Adolphe Muzito dévoile la feuille de route économique de Félix Tshisekedi pour la RDC
Lors d’une entrevue exclusive à Kinshasa, Adolphe Muzito, Vice-Premier Ministre et Ministre du Budget de la République Démocratique du Congo (RDC), a partagé une vision ambitieuse pour l’avenir du pays. Selon lui, le Président Félix Tshisekedi ambitionne de faire de la RDC la troisième puissance économique d’Afrique subsaharienne d’ici 2035. Une déclaration qui marque un tournant dans la stratégie de développement national.
Une transformation économique en marche
Muzito a souligné que cette trajectoire repose sur plusieurs piliers stratégiques. Parmi eux, l’exploitation optimisée des ressources minières, qui représentent un atout majeur pour le pays. Il a également évoqué l’industrialisation progressive et le renforcement des infrastructures comme leviers essentiels pour atteindre cet objectif.
« Notre ambition n’est pas un simple rêve, mais un projet structuré avec des étapes claires », a-t-il déclaré. « D’ici à 2035, chaque secteur clé de l’économie congolaise contribuera activement à cette montée en puissance. »
Les défis à relever pour concrétiser ce projet
Malgré l’optimisme affiché, Muzito a reconnu que des obstacles majeurs devront être surmontés. La stabilité politique, la transparence dans la gestion des ressources et l’attractivité des investissements étrangers figurent parmi les priorités. Il a insisté sur la nécessité de réformer le cadre juridique et de moderniser les institutions pour créer un environnement propice à la croissance.
« Sans une gouvernance rigoureuse et des politiques cohérentes, même les meilleures intentions peuvent échouer », a-t-il averti. « Le Président Tshisekedi a compris cette réalité et agit en conséquence. »
Un impact attendu sur le continent africain
Si la RDC parvient à atteindre cet objectif, son ascension économique pourrait redessiner la carte économique de l’Afrique. Muzito a rappelé que le pays dispose d’atouts uniques : une population jeune, des terres arables abondantes et un sous-sol riche en minerais stratégiques comme le cobalt et le cuivre. Ces ressources, couplées à une vision claire, pourraient faire de la RDC un acteur incontournable sur la scène continentale.
« Une RDC forte est une RDC qui rayonne au-delà de ses frontières », a-t-il affirmé. « Notre succès bénéficiera à l’ensemble de l’Afrique subsaharienne. »
Les prochaines étapes : un calendrier précis
Pour concrétiser cette ambition, le gouvernement congolais a établi un calendrier détaillé. Les réformes structurelles sont prévues pour les cinq prochaines années, tandis que les grands projets industriels et infrastructurels seront lancés progressivement. Muzito a précisé que les secteurs de l’énergie, des transports et de l’agriculture feront l’objet d’investissements massifs.
« Nous ne laissons rien au hasard. Chaque année, des bilans seront dressés pour ajuster les stratégies si nécessaire », a-t-il expliqué. « La transparence et l’efficacité seront nos maîtres-mots. »

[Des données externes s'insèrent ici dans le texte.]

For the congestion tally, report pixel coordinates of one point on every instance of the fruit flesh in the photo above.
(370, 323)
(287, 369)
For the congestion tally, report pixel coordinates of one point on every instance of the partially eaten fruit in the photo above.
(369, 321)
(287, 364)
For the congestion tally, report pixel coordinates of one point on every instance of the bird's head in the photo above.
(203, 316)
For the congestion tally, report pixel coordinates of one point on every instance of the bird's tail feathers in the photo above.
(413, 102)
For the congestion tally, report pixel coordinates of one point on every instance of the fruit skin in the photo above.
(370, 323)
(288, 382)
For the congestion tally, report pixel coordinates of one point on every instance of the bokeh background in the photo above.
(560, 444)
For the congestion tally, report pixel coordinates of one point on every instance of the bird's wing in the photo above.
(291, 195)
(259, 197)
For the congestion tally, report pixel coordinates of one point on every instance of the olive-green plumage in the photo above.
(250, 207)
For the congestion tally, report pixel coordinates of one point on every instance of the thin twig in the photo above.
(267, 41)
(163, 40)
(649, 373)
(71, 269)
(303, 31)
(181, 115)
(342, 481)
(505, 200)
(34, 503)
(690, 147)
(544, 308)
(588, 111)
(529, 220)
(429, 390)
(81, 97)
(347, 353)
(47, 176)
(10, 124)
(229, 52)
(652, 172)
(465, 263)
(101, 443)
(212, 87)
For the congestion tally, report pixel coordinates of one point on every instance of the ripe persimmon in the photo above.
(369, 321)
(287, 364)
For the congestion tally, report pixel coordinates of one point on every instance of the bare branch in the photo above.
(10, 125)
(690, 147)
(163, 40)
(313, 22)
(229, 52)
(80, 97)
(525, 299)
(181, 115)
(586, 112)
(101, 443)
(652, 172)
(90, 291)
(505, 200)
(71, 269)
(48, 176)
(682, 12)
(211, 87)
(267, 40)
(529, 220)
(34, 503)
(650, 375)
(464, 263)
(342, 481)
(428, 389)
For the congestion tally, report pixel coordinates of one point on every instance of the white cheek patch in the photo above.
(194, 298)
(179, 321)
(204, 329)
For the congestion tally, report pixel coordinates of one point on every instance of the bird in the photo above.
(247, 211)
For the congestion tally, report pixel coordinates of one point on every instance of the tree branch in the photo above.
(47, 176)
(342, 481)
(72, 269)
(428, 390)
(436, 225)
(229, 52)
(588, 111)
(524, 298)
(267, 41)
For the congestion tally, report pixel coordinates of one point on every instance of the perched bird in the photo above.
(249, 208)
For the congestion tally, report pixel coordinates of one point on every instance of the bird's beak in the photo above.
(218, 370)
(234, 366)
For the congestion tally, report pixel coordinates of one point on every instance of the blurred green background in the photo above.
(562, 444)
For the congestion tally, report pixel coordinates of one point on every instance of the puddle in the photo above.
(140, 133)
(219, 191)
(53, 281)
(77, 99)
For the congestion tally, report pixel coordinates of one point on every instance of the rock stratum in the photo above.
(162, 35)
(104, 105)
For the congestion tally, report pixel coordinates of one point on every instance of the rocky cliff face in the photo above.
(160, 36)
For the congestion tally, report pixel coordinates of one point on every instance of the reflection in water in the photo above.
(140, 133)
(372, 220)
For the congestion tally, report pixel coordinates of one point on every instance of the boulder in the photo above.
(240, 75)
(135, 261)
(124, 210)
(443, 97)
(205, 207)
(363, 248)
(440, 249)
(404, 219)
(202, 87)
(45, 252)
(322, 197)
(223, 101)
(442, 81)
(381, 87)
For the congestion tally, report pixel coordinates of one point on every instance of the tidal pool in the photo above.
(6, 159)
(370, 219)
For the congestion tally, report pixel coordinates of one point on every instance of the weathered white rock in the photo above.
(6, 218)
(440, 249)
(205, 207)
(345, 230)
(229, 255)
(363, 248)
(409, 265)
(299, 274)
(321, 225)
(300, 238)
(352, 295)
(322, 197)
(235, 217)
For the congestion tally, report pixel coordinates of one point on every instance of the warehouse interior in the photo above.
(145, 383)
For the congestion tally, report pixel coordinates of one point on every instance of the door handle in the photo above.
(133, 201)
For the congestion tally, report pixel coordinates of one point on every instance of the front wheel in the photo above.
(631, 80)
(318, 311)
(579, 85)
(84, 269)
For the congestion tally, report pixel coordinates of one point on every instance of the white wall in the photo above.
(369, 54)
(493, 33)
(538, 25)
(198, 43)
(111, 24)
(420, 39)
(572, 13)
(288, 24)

Un message d’espoir pour les Congolais
Cette annonce a suscité un vif espoir au sein de la population. Les citoyens attendent avec impatience les retombées concrètes de cette vision. Muzito a tenu à rassurer : « Les efforts déployés aujourd’hui porteront leurs fruits demain. Nous travaillons pour un avenir où chaque Congolais bénéficiera du progrès. »
Alors que la RDC se prépare à relever ce défi historique, l’objectif de devenir la troisième puissance économique d’Afrique subsaharienne d’ici 2035 semble désormais à portée de main. Une ambition qui, si elle est menée à bien, marquera un tournant décisif pour le pays et le continent.